Desta vez ocorre o contrário. Os comandantes militares é que tentam enquadrar o presidente da República, ameaçando uma demissão coletiva contra o decreto presidencial que cria a Comissão Nacional da Verdade, destinada a investigar violações de direitos humanos e casos de tortura durante a ditadura militar (1964-1985).

Durante duas décadas, um aparato repressivo estimado em 24 mil agentes prendeu por razões políticas cerca de 50 mil brasileiros e torturou algo em torno de 20 mil pessoas – três a cada dia. Os militares já tinham reagido mal, em agosto de 2007, quando o Palácio do Planalto lançou o livro Direito à Memória e à Verdade, um corajoso trabalho de 11 anos da Secretaria de Direitos Humanos, iniciado ainda no governo FHC, reconhecendo pela primeira vez a responsabilidade do governo na violência oficial, com a lista de 339 mortos e desaparecidos pela repressão política. Acintosamente, nenhum chefe militar compareceu à cerimônia presidida pelo comandante-em-chefe das Forças Armadas, o presidente Lula.

Paz de cemitérios

O azedume das casernas, antes e agora, já era esperado. Mas o que surpreendeu, de fato, foi o cerrado bombardeio que o Plano Nacional de Direitos Humanos atraiu de setores tradicionalmente mais esclarecidos da opinião pública nacional. Editoriais da grande imprensa, articulistas de renome e blogueiros influentes cerraram fileiras contra a idéia da Comissão da Verdade, vocalizando sem ressalvas os temores soprados, em tom de velada ameaça, pelos quartéis e suas vivandeiras de sempre.

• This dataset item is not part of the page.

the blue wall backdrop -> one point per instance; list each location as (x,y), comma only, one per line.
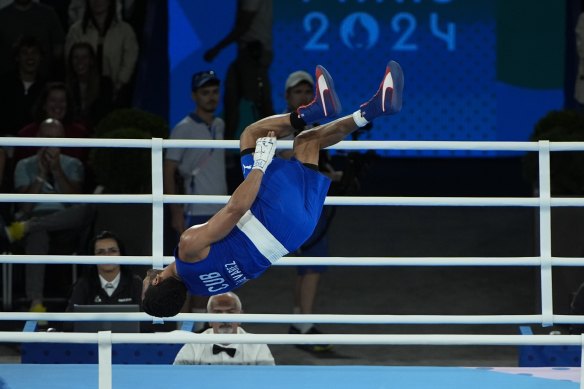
(475,70)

O quadro alarmista desenhado pela reação em bloco exibia um futuro preocupante: um Brasil outra vez conflitado, dividido, mergulhado no revanchismo, tentando acertar as contas do passado com uma calculada revisão da Lei da Anistia de 1979, manipulada por ex-terroristas hoje encastelados no governo em busca de vingança pessoal contra os responsáveis pelos maus-tratos sofridos na prisão. Placas de ruas e escolas com nomes de torturadores seriam varridos do mapa nacional e agentes da Polícia Federal invadiriam quartéis em busca de covas clandestinas de mortos pela repressão. Tudo isso conspirando contra o pacto de concórdia estabelecido há três décadas para consagrar o Brasil tolerante e pacífico que prefere perdoar e esquecer. Será?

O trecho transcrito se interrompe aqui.